Just finished ‘Phase Space’, a short story collection by science fiction author Stephen ‘The Time Ships’ Baxter. It loosely ties in with his ‘Manifold’ trilogy of books, consisting of the excellent, mind-expanding ‘Time’ and ‘Space’ and the bewilderingly dull ‘Origin’.

Looking back at the list of titles, the stories that have stuck with me most are two in the ‘Earth’ section; ‘Glass Earth Inc’, a story about a policeman investigating crime in a futuristic London where an overwhelming noise-to-signal ratio of advertising means that everyone has artificial-intelligence filters on their perception, and ‘Dante Dreams’, a strange tale of resurrected computer simulations and the Vatican suppressing Dante’s ideas about a God-like super-intelligence working four-dimensionally within human genes. And as you might guess from that explanation, I didn’t entirely understand it.

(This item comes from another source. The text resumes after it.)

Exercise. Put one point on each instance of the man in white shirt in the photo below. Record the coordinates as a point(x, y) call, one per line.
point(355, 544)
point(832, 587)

Another good one was ‘Huddle’, about humans having devolved into walrus-like creatures (I think Terry Nation did something similar for a Dalek annual once). Many of the stories pose potential solutions to the Fermi paradox – the contradiction between the supposed likelihood of intelligent alien races and their apparent absence – with a few stories about people discovering ways of ‘crashing’ the virtual-reality simulation in which they are living, like in Tomb Raider where you can mess up the game by standing on a certain ledge.

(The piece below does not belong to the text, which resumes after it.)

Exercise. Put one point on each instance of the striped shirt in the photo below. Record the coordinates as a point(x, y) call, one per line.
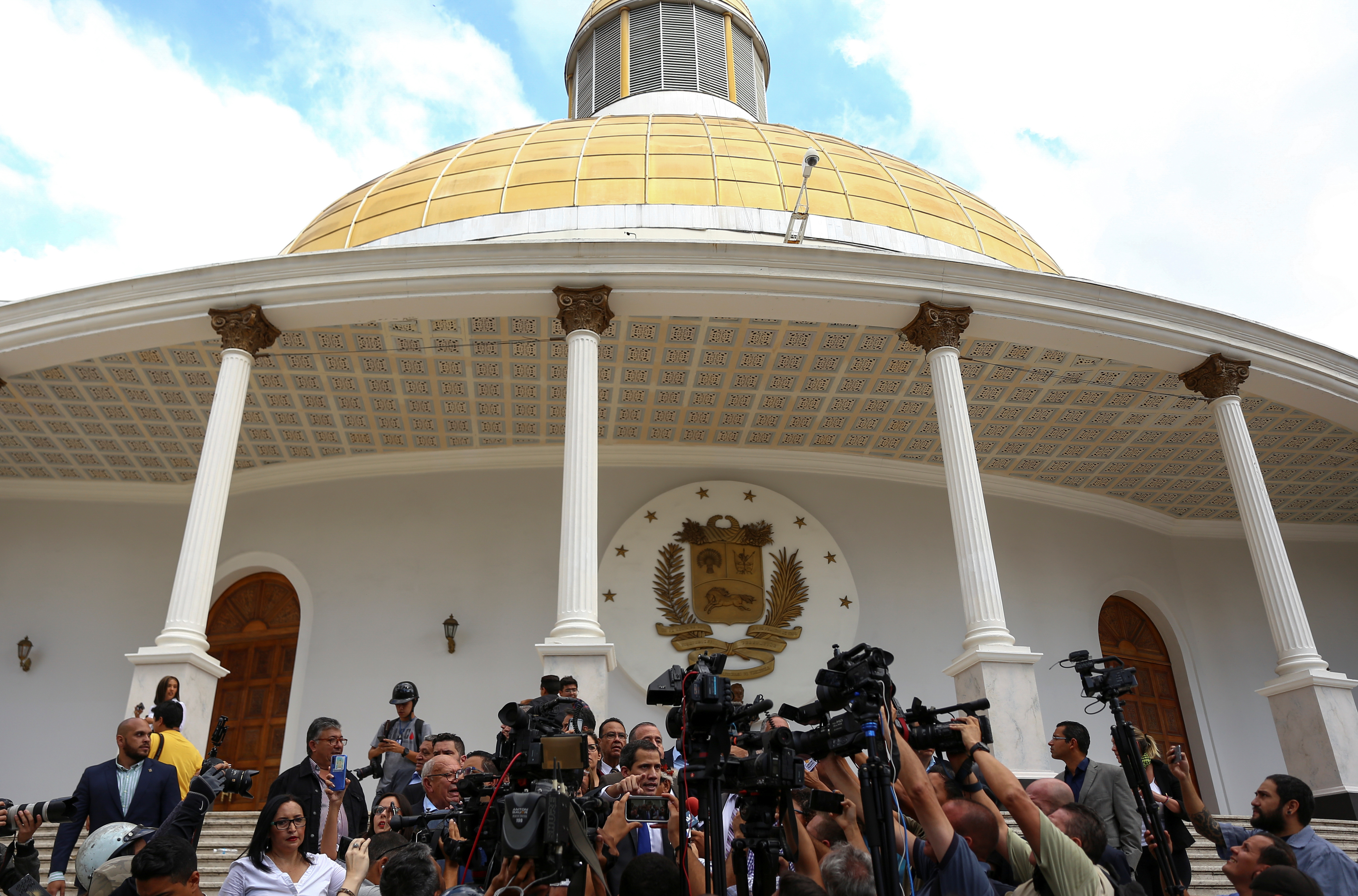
point(128, 780)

Less interesting for me were the numerous stories of alternative histories and futures for NASA exploration; there’s a good one about the Russians being blamed for an Apollo mission going wrong ‘War Birds’. And the ones which didn’t do so much for me were all about nebulous beings composed of living plasma or gas called things like Sunbeam or Naughtyglow. Apparently in the future that’s what humanity will become; swirling eddies of information whirling through a universe where the lights are slowing going out.